Catherine knew his words were all too true. And now she too would have to focus on surviving.
Thomas was still stroking her face with one gentle hand, the other wrapped protectively around her.
“I could kill him for striking you.”
“Then you would be no better than he is, and your fate would be that of the poor countess.”
“It would be well worth it to me, other than the fact that I would be leaving you unprotected.”
“You cannot protect me. No one can.”
“It helps me to believe I can, though,” Thomas said huskily.
The pressure of his thumb against her temple was no longer soothing, but sending a wave of desire coursing through her trembling, weakened body. The sensation was one she thought she would never feel again.
“You are leaving for London in the morning.

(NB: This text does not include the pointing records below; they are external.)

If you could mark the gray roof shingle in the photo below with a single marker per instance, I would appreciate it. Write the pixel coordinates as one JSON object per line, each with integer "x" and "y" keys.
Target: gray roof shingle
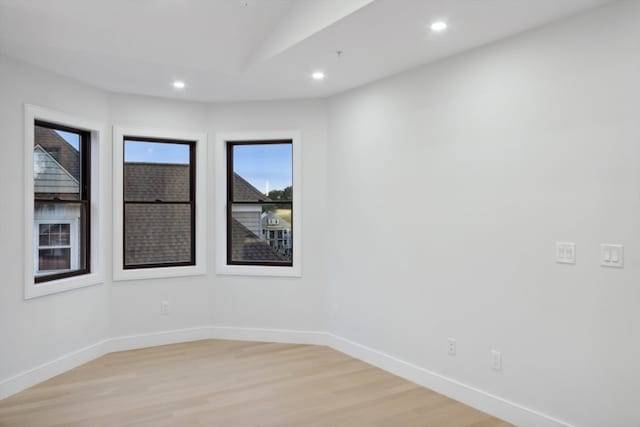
{"x": 246, "y": 246}
{"x": 149, "y": 182}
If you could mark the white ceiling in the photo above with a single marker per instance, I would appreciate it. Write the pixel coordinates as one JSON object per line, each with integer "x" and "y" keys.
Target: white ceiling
{"x": 229, "y": 50}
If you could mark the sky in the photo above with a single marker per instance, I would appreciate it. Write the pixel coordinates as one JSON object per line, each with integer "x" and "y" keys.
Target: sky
{"x": 266, "y": 166}
{"x": 155, "y": 152}
{"x": 72, "y": 138}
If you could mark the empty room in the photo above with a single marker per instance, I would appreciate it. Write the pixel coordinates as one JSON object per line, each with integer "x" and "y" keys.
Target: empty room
{"x": 323, "y": 213}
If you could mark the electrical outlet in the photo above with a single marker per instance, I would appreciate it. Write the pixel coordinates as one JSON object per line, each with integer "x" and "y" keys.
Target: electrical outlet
{"x": 452, "y": 347}
{"x": 565, "y": 252}
{"x": 612, "y": 255}
{"x": 496, "y": 360}
{"x": 164, "y": 307}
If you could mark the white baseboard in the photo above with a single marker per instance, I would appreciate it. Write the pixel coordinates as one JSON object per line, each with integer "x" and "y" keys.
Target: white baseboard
{"x": 481, "y": 400}
{"x": 62, "y": 364}
{"x": 268, "y": 335}
{"x": 154, "y": 339}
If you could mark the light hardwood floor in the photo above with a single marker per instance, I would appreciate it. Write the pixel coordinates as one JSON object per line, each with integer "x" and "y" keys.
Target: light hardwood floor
{"x": 233, "y": 383}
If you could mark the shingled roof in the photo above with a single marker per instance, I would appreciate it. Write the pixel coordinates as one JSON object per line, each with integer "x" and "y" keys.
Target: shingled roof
{"x": 246, "y": 246}
{"x": 161, "y": 233}
{"x": 243, "y": 191}
{"x": 146, "y": 182}
{"x": 58, "y": 148}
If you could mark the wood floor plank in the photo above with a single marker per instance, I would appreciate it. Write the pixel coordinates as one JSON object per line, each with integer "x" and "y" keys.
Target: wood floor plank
{"x": 233, "y": 384}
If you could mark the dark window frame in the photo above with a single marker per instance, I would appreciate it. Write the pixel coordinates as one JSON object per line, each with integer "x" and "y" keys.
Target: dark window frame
{"x": 191, "y": 202}
{"x": 84, "y": 228}
{"x": 231, "y": 202}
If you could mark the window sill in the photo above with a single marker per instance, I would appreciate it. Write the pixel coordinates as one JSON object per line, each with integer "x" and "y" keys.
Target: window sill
{"x": 61, "y": 285}
{"x": 252, "y": 270}
{"x": 158, "y": 273}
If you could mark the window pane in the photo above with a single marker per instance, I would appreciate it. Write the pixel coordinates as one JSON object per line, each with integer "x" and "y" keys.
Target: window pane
{"x": 261, "y": 170}
{"x": 156, "y": 171}
{"x": 157, "y": 233}
{"x": 261, "y": 233}
{"x": 60, "y": 241}
{"x": 54, "y": 259}
{"x": 56, "y": 164}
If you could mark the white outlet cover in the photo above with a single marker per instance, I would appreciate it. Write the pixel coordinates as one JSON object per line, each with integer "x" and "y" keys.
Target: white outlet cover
{"x": 496, "y": 360}
{"x": 612, "y": 255}
{"x": 566, "y": 252}
{"x": 452, "y": 347}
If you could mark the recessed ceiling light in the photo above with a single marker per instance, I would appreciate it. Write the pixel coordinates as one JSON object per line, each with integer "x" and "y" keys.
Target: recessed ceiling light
{"x": 439, "y": 26}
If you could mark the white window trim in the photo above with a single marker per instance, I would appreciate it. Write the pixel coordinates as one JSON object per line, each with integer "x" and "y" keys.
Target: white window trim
{"x": 119, "y": 273}
{"x": 74, "y": 242}
{"x": 98, "y": 159}
{"x": 222, "y": 267}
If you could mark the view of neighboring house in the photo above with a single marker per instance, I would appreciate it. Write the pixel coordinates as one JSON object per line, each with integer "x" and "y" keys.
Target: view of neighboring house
{"x": 277, "y": 232}
{"x": 56, "y": 233}
{"x": 156, "y": 233}
{"x": 255, "y": 237}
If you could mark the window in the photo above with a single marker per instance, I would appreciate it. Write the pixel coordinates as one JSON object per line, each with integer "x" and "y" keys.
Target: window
{"x": 159, "y": 203}
{"x": 257, "y": 219}
{"x": 260, "y": 213}
{"x": 62, "y": 198}
{"x": 63, "y": 164}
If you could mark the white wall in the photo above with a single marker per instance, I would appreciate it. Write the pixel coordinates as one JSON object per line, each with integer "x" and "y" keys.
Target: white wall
{"x": 40, "y": 330}
{"x": 449, "y": 186}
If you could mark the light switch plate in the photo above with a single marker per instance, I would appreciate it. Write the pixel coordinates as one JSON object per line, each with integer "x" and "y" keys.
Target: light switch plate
{"x": 566, "y": 252}
{"x": 612, "y": 255}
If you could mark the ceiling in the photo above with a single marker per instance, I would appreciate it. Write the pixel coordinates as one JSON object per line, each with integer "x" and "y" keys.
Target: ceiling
{"x": 228, "y": 50}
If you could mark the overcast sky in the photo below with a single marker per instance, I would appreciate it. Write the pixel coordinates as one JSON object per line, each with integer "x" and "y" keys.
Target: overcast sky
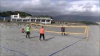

He told me he has business there,” she warned him.
“I am not accompanying the king.”
Catherine struggled to sit up and face him. She was dizzy and slightly nauseated. There was hair hanging in her face, and her dress was covered with dirt, but she cared nothing for any of that. Staring into Thomas’s eyes gave Catherine a sense of renewed strength. “How can you avoid it?”
“I shall be deathly ill in the morning, unable even to rise from my bed. You know how the king is about anyone with anything remotely contagious.”
Her weak smile was full of surprise. “You are very devious.”
“I prefer to think of myself as resourceful.”
“And do you see yourself as charming as well?”
“Committed,” he countered.
Her smile faded then. “I am not free to be committed, Thomas; you know that.”
“Oh, I was committed to you, body and soul, long before you were not free, if I remember it correctly.”
“It is pointless.”
She looked away, but he brought her face back with a single, powerful finger. “Love is pointless?”
“Your commitment to me is pointless. The king is a dangerous man.”
“That is not a surprise to anyone, Catherine.”
She loved the silky way he said her name.
“It was to me, which I suppose makes me the stupid, empty-headed child everyone believes me to be,” she said sadly.
“Loyalty is not stupidity.”
“Apparently it is in my case.”
They were facing each other, and he was near enough to kiss her. The current between them was powerful. But she could feel him keeping his distance. Kind, gorgeous and noble as well, he was still the only man who ever really had her heart, or ever would.
“Are you ready to go back now?” he asked.
“No. I would like to stay here like this forever,” she said honestly. “But perhaps I should return before the servants begin to wonder. Where do the rest of the king’s gentlemen believe you are?”
Thomas helped her to her feet and linked his arms around her, as he had done so many times a lifetime ago. “No one wonders where I am. I am a single man at court with a rather notorious reputation.”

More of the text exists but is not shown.